Autor: Jeremy Rondan

Hoy, libres de los grades relatos religiosos, descreídos de las revoluciones racionales, vivimos obligados a elaborar nuestro propio sentido con materiales más bien precarios. No es que la ideología se haya esfumado, como los dinosaurios de la faz de la tierra, sino que se encuentra embebida en la matriz en la que habitamos, en estado “bruto” y sin refinar a nivel discursivo.

La complejidad del mundo en que vivimos ha trasladado el peso de la acción humana a los propósitos de niveles de integración superiores al individuo. Por eso el propósito individual difícilmente encuentra asideros culturales en los que trascender. La búsqueda de sentido individual se promueve  instrumentalmente, de tal forma que cada uno se lo componga en beneficio de la sociedad de consumo. Pero esta estrategia comienza a revelar algunos efectos secundarios inesperados, tal y como se publicaba recientemente con tono alarmado: "los trabajadores están abandonando sus empleos y no sabemos por qué". No se trata tan solo de una crisis de precariedad, que también, sino que lo precario ha alcanzado nuestra capacidad de dar sentido.

La parte buena del asunto es que podemos resignificar las situaciones, buscar en nuestro repertorio de valores personales con el fin de encontrar una motivación intrínseca que haga más tolerable la trama e incentivos externos. No se trata de soportar para siempre lo intolerable, sino de darnos margen mientras nos preparamos para cambiar rumbo a un contexto más favorable.

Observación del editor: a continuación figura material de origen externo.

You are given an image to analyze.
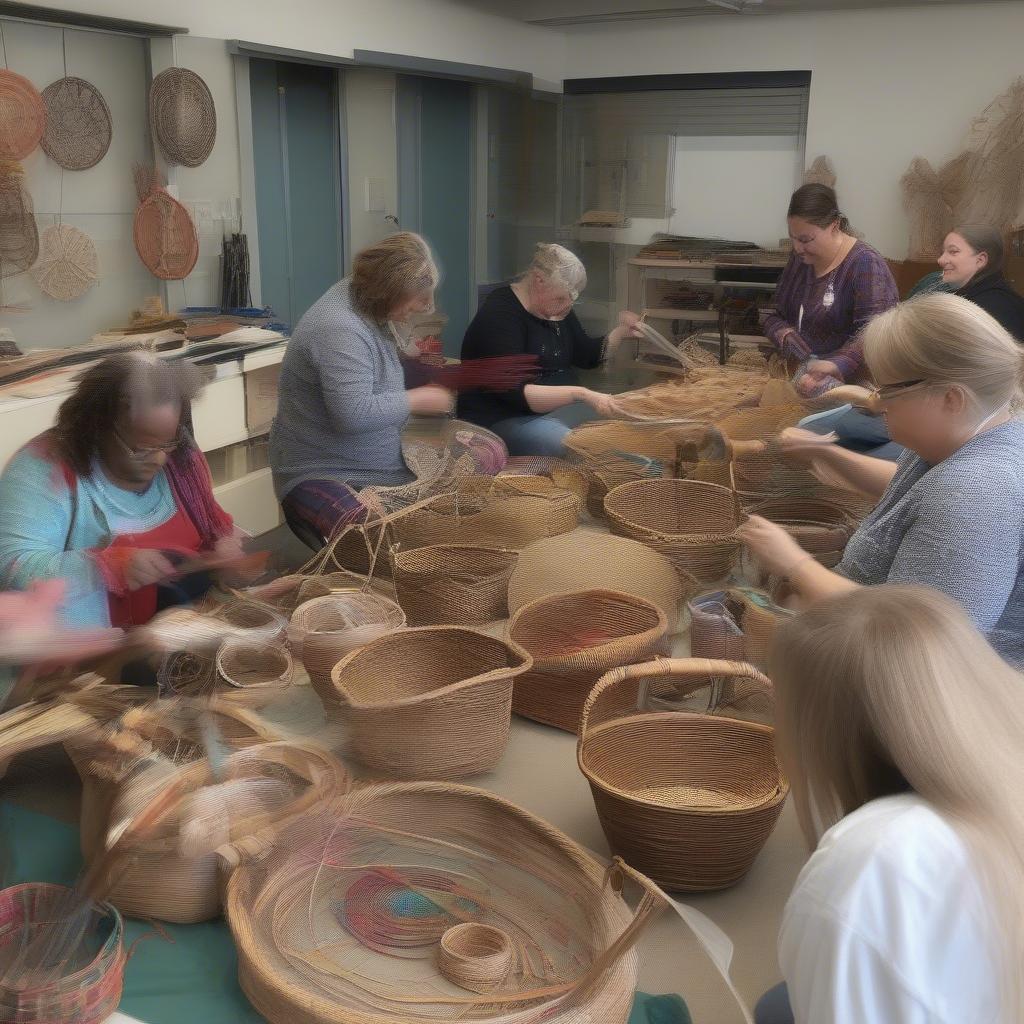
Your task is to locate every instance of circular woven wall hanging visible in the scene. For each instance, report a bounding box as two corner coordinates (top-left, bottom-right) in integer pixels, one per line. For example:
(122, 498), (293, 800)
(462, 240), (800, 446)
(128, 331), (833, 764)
(40, 76), (112, 170)
(0, 169), (39, 277)
(30, 223), (98, 300)
(0, 69), (46, 162)
(148, 67), (216, 168)
(134, 189), (199, 280)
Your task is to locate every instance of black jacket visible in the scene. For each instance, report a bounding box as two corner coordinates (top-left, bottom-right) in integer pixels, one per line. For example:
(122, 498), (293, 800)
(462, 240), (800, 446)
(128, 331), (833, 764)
(957, 272), (1024, 342)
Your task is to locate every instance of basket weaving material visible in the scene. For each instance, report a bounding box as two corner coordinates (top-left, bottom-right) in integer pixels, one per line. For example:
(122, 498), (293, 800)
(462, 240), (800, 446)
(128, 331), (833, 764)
(215, 638), (294, 708)
(0, 167), (39, 277)
(29, 223), (99, 300)
(604, 478), (740, 588)
(242, 571), (396, 613)
(688, 588), (792, 666)
(328, 626), (532, 778)
(148, 67), (217, 168)
(0, 70), (45, 161)
(508, 590), (669, 734)
(498, 457), (588, 503)
(746, 496), (855, 556)
(40, 76), (112, 170)
(224, 781), (660, 1024)
(288, 593), (406, 704)
(0, 883), (125, 1023)
(391, 544), (518, 626)
(508, 530), (683, 633)
(578, 658), (788, 892)
(145, 601), (288, 655)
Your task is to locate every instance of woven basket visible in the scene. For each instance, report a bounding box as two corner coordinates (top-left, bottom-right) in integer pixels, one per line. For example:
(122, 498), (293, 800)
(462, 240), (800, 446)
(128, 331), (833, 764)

La parte mejor es que no estamos condenados a ser completamente opacos: podemos pensar juntos, con honestidad, analizar nuestros motivos y llegar a intuir el alcance de nuestros encargos


Referencias:
Trabajos de mierda. Una teoría. David Graeber. Ariel. Barcelona, 2018.
On Bullshit. Sobre la manipulación de la verdad. Harry G. Frankfurt. Paidós. Barcelona, 2006.
La inteligencia fracasada: teoría y práctica de la estupidez. José Antonio Marina. Anagrama.
El animal trabajador. Entrevista a J.C. Vázquez en el blog: La nueva Ilustración Evolucionista.